Crystallising public opinion

What explains this amnesia? Maybe it is simply that time heals. Seventy five years is a long time. Most people who must have seen the horrors of colonialism are now dead.

But if that is the case, what explains the obsession with the “Mughal” past? In both positive and negative ways. Why are Indians fighting over whether a mosque was built by demolishing another structure, but not fighting about the need for Britain to apologise for looking the other way as famines and plagues killed millions of people they were allegedly “civilising”? How come we see public debates on the reign of Emperor Aurangzeb, who died in 1707, but not the rapacious British Empire?

In this file photo taken on September 22, 1947 Indian nationalist leader Mohandas Karamchand Gandhi, better known as Mahatma Gandhi (C) visits Muslim refugees at Purana Qila in New Delhi, as they prepare to depart to Pakistan a month after the signing of India and Pakistan's Independance from British rule on August 14 - 15, 1947 Image Credit: AFP

Public opinion (about all things, including history) is shaped by contemporary forces.
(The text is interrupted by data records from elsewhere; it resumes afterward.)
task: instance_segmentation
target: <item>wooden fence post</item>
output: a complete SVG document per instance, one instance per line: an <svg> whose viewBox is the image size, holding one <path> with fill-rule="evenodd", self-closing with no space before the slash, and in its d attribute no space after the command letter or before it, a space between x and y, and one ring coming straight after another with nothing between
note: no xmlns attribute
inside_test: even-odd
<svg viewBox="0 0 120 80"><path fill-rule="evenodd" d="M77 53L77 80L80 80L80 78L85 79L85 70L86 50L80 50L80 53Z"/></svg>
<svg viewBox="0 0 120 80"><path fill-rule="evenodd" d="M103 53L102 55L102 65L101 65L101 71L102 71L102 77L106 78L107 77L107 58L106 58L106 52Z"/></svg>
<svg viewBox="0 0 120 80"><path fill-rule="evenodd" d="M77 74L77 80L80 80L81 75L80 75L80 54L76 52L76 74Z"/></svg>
People think about Mughal rule because they are made to think about it. Decades of propaganda has made every neighbourhood uncle an expert on the Mughal era.

Ironically, this propaganda itself is a legacy of the British colonial policy of divide and rule, whose greatest achievement was the bloody partition of India, killing at least a million people in riots. Yet the only argument you hear about the Partition is whether Jinnah was responsible or Nehru. Nobody has any interest in looking at the role and motivations of those who actually did the dividing.

Who will bell the cat?

The reason why we don’t have anti-colonial angst is because nobody is provoking it.

Nobody seems to think that reflecting over what colonialism did to India should be a matter of public conversation. Beyond learning about it to pass exams, they have little use. Even Bollywood has made very few films about it. Except for Lagaan (2001) or films on revolutionaries like Mangal Pandey and Bhagat Singh, there is little to show. It is a shame the best known film on Mahatma Gandhi was made by a foreigner.

Who should be talking about the colonial experience in India, and is not doing their job? India’s majoritarian extremists can’t be expected to speak against colonialism, because they were found absent in the ranks of the freedom fighters.

When the champions forget their own history

The people who should be talking about the horrors of colonialism are the ones who fought against it. And that is the Indian National Congress. What stops them, for example, from passing a resolution in the Congress Working Committee demanding the British apologise for the Jallianwala Bagh massacre, or for Partition, or pay token reparations?

The Congress party’s critics want to know ‘what did the Congress do in so many years of ruling India?’ To answer that question, the Congress could first remind people the state in which the British left India. Once the champions against colonialism, the Congress has taken the lead in forgetting history.

We pay a heavy price for our amnesia about colonialism. This amnesia ensures the British divide and rule policy continues with interreligious conflict in India and throughout South Asia. Every society has a contest over the past as a way of defining the present. By forgetting colonialism, contemporary India is effectively forgetting a part of its identity.